Manchester Terrier is a descendant of Britain’s Black and Tan Terrier. Farmers bred the Manchester as a “ratting machine.” Its prime purpose was to keep the farm rabbit and rat population under control.
The Manchester Terrier dog breed was respected for its prowess in the rat pit and one dog, ‘Billy,’ is reported to have dispatched 100 rats to that great cheese tray in the sky in just six minutes and 13 seconds. Two events almost led to the breed’s disappearance. The first was the banning of blood sports and the second was the banning of ear cropping. The Manchester’s ears, cropped to prevent them from suffering rat bites, took on an ungainly appearance in their natural state. Next, a precise breed standard made perfect specimens very challenging to breed and public favor moved on to other terriers.
Samuel Handley of Manchester, Lancashire was the foremost breeder of Manchester Terrier breed. The breed name was changed from Black and Tan to the Manchester Terrier because of his efforts to stabilize the breed type.
Manchester Terrier Temperament
The Manchester is keenly observant, devoted but discerning in his friendships.

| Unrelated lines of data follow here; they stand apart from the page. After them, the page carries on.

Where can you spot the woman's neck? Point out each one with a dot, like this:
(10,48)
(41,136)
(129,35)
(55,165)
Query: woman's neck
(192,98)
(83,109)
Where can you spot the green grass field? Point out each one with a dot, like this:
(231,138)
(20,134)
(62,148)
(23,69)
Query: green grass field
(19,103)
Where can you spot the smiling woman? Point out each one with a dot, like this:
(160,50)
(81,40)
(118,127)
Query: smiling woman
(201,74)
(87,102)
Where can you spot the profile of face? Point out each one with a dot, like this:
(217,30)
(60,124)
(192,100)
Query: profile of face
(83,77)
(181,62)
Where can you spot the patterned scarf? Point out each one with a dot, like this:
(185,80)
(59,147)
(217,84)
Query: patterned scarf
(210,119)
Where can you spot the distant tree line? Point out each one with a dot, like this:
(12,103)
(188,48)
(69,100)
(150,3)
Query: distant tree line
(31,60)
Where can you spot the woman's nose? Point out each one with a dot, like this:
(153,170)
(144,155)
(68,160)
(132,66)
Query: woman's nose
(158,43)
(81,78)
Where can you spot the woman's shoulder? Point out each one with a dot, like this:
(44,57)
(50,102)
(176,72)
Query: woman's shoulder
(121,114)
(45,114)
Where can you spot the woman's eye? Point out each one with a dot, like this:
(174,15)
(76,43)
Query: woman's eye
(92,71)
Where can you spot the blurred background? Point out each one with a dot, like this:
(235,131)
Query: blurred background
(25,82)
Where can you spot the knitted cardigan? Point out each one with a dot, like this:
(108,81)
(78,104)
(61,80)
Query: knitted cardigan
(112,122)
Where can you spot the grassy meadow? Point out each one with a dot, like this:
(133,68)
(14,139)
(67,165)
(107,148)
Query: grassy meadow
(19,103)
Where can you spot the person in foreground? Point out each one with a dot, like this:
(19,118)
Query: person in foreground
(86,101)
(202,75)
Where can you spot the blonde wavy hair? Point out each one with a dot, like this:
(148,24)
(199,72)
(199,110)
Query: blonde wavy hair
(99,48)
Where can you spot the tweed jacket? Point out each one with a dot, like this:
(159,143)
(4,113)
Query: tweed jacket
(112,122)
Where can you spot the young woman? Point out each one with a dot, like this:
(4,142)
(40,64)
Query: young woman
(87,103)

A gentle family member and a good watchdog, he may still be able to tackle any rat unlucky enough to cross his path.
General Appearance: A terrier calculated to take his own part in the rat pit and not of the Whippet type.
Manchester Terrier Size
Height: 15″ to 16″ Weight – 12-22 lb. (5-10 kg).
Also, see Toy Manchester
Coat and Colour: Coat close, short, and glossy; not soft. Colour black and tan, as distinctive as possible; the tan should be a rich mahogany color. A tan spot over each eye, and another on each cheek, the latter as small as possible. The lips of the upper and lower jaws should be tanned, the tan extending under the jaw to the throat, ending in the shape of the letter V. The inside of the ear is partly tanned. The forelegs tanned to the knee, with a black patch “thumb mark” between the pastern and the knee. The toes have a distinct black mark running up each, called the “pencil mark”. The tan on the hind legs should continue from the penciling on the feet up the inside of the legs to a little below the stifle joint, and the outside of the legs should be perfectly black. There should be tan under the tail, and on the vent, but only of such size as to be covered by the tail. In every case, the tan should meet the black abruptly.
Head: Narrow, almost flat, with a slight indentation up the forehead, long and tight-skinned. Slightly wedge-shaped, tapering to the nose, and well filled up under the eyes, with tight-lipped jaws. The nose should be perfectly black. Level mouth, with no visible cheek muscles. Eyes small, bright, and sparkling, set moderately close to together, as near black as possible; oblong in shape, slanting upwards on the outside. They should neither protrude nor sink in the skull. Ears erect, or button, small and thin; smaller at the root and set as close together as possible at the top of the head. If cropped to a point, long and carried erect.
Neck: The neck should be slim and graceful, gradually becoming large as it approaches the shoulders, and perfectly free from throatiness; slightly arched from the occiput.
Forequarters: The shoulders slope off elegantly. Legs perfectly straight, and well under the body; strong, and of proportionate length. Feet are compact, split up between the toes, well arched, with jet-black nails; the two middle toes on the front feet are rather longer than the others.
Body: The body is short, with powerful loins. The back has a slight arch at the loin and falls again to join the tail at the same height as the shoulder. Chest narrow between the legs, deep in the brisket; ribs well sprung out behind the shoulders.
Hindquarters: The hind feet shaped like those of a cat.
Tail: Moderately short, and set on where the arch of the back ends; thick where it joins the body, and gracefully tapering to a point; not carried higher than the back.